The Island of Laramidia
The absolute most western of the hawaiian islands, referred to as Laramidia contained land that was to make Alberta in the north with the American states of Dakota and Montana in the centre with the land that was to become Utah forming the southern area of the island. Formations laid down in the north with this island, the famous Dinosaur Provincial Park for instance, have provided palaeontologists with a massive array of horned and duck-billed, Ornithischian dinosaurs. Fossils within Utah, animals like the horned dinosaurs Kosmoceratops and Utahceratops from rocks of roughly exactly the same age, indicate that several types of plant-eating dinosaur evolved in the south. The Ohio University scientists have postulated that mountain building and the rising sea levels caused the available habitat for dinosaurs to shrink on Laramidia. Populations became isolated and this is further compounded by later plate tectonic movements that generated the nascent development of what was to become the North American Rockies.
New Species Every One Hundred Thousand Years
The team postulate a new species of large, Ornithischian dinosaur evolved every few hundred thousand years during the time that the mountain ranges and the Western Interior Seaway isolated populations. These geological processes generated a rapid burst of dinosaur evolution in these cut-off populations, in exactly the same way that the isolated populations of animals in the Galapagos archipelago rapidly diversified into new species.

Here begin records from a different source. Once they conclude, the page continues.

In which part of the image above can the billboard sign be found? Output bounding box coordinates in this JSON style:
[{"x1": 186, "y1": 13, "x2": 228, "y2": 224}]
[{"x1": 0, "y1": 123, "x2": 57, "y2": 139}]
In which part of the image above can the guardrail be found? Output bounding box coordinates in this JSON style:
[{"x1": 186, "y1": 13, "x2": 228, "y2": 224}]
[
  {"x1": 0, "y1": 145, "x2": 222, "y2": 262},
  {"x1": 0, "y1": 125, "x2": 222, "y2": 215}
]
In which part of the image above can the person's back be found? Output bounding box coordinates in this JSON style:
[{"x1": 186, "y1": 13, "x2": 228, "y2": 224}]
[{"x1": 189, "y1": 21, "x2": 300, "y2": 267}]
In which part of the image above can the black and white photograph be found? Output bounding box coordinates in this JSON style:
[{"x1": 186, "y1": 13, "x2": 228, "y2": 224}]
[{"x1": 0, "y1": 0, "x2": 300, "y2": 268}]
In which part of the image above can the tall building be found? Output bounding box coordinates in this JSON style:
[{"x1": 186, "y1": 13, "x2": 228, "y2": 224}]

However, this extensive speciation of mega-herbivores was brought to a conclusion with the continued rise of the embryonic Rock Mountains which eventually forced the Western Interior Seaway to contract. This opened a large, open territory for the Ornithischian dinosaurs to exploit. This reduced the turnover in species with new species evolving at a much slower rate. New species taking greater than a million years to evolve.
A Barrier to Migration
The study team warn that their work on the major, herbivorous dinosaur faunas of North America cannot be used as a template to explain the rise and then the decline in dinosaur diversity on a worldwide scale. However, the rapidly changing geology due to plate movements might have had an influence over the migration of dinosaurs from the Americas into Asia and into South America. The rise of the Rocky Mountains for instance, might have created a barrier that the dinosaurs could not cross. Only dinosaur species resident north with this barrier could have migrated into Asia and only those species living in the southern part of Laramidia might have had a migration route open in their mind to South America.